James Baldwin was my first influence. I loved the way he could paint a detailed image with few words, which is what I try to emulate when I write. Frank Herbert taught me how to make the fantastic feel real. And Charles Saunders set the standard that I’m still trying to achieve.
You’ve written numerous projects. What are some of your favorite ones and why do they hold a special place in your catalogue?
Meji is close to my heart because it was my first novel and my homage to my African ancestors, whoever they may be. Changa’s Safari is the action adventure story I wish I had growing up. They were also my first two ideas, so that makes them special.
You got to work with Charles Saunders through MVMedia. What an honor! How did that connect happen and can we expect anything more from that collaboration?

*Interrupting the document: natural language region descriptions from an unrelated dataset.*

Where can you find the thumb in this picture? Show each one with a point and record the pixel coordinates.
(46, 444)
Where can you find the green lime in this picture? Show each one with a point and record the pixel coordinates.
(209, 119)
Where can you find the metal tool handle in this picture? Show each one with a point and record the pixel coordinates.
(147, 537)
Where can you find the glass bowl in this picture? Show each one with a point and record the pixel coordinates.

Talk about a chance encounter! I was working on Meji and searching for African based sword and sorcery writers when Charles name popped up. Nightshade had just re-released Imaro. I was ecstatic because I knew someone had to have done what I was attempting to do. It was then I remembered I’d read a Dossouye story by him in Dark Matters. I tried to reach out to him through Nightshade but failed. A couple of years later a friend of mine, Richard Tyler, announced on Black Super Hero that Nightshade was dropping the Imaro series and he would be picking it up. I immediately contacted him and asked if he would introduce us. He did, and we’ve been Sword and Soul brothers ever since.
So far we’ve produced two anthologies together and I’ve published one of his novels, Abengoni: First Calling. I’m in the process of publishing the sequel to Abengoni, Abengoni: Drum Song. We don’t have any specific projects planned for the future, but you can be sure there will be more.
You get to have one of your projects made into a film. Which one do you pick and who do you get to direct it?
Now that’s a tough question. The one I’d like to see first would be Changa’s Safari. I would love Ava Duvernay to direct it. I’ve been a fan of hers since seeing her at Spelman and I’d love to see her handle a Sword and Soul adventure.
Who are some of your favorite authors currently working in the black SFF field, self-pubbed or otherwise?
That’s a long list. Charles Saunders of course. Balogun Ojetade, Carole McDonnell, Ronald Jones, Valjeanne Jeffers, David Anthony Durham and Phenderson Djèlí Clark just to name a few.
Five years from now where would you like to see your writing and MVMedia?
I have modest goals. I would like to see more people aware of my books, and it would be nice to develop a few graphic novel and animation projects.
What projects do you have coming up for us in the future that we should be on the lookout for?
I think the most exciting project I’m working on right now is Ki Khanga with Balogun Ojetade. We recently introduced the RPG and we’re currently organizing games and creating support material for the game. I can say that most of my Sword and Soul writing will be centered in Ki Khanga for the foreseeable future.
Milton Davis is owner of MVmedia, LLC , a micro publishing company specializing in Science Fiction, Fantasy and Sword and Soul. MVmedia’s mission is to provide speculative fiction books that represent people of color in a positive manner. Milton is the author of ten novels; his most recent is the Steamfunk adventure From Here to Timbuktu. He is the editor and co-editor of seven anthologies; The City, Dark Universe with Gene Peterson; Griots: A Sword and Soul Anthology and Griot: Sisters of the Spear, with Charles R. Saunders; The Ki Khanga Anthology , the Steamfunk! Anthology, and the Dieselfunk anthology with Balogun Ojetade. MVmedia has also published Once Upon A Time in Afrika by Balogun Ojetade and Abegoni: First Calling by Sword and Soul creator and icon Charles R. Saunders. Milton is also a co-writer of the award winning script, Ngolo and recently as the Hal Clement Science Speaker for Boskone 54.
Milton resides in Metro Atlanta with his wife Vickie and his children Brandon and Alana.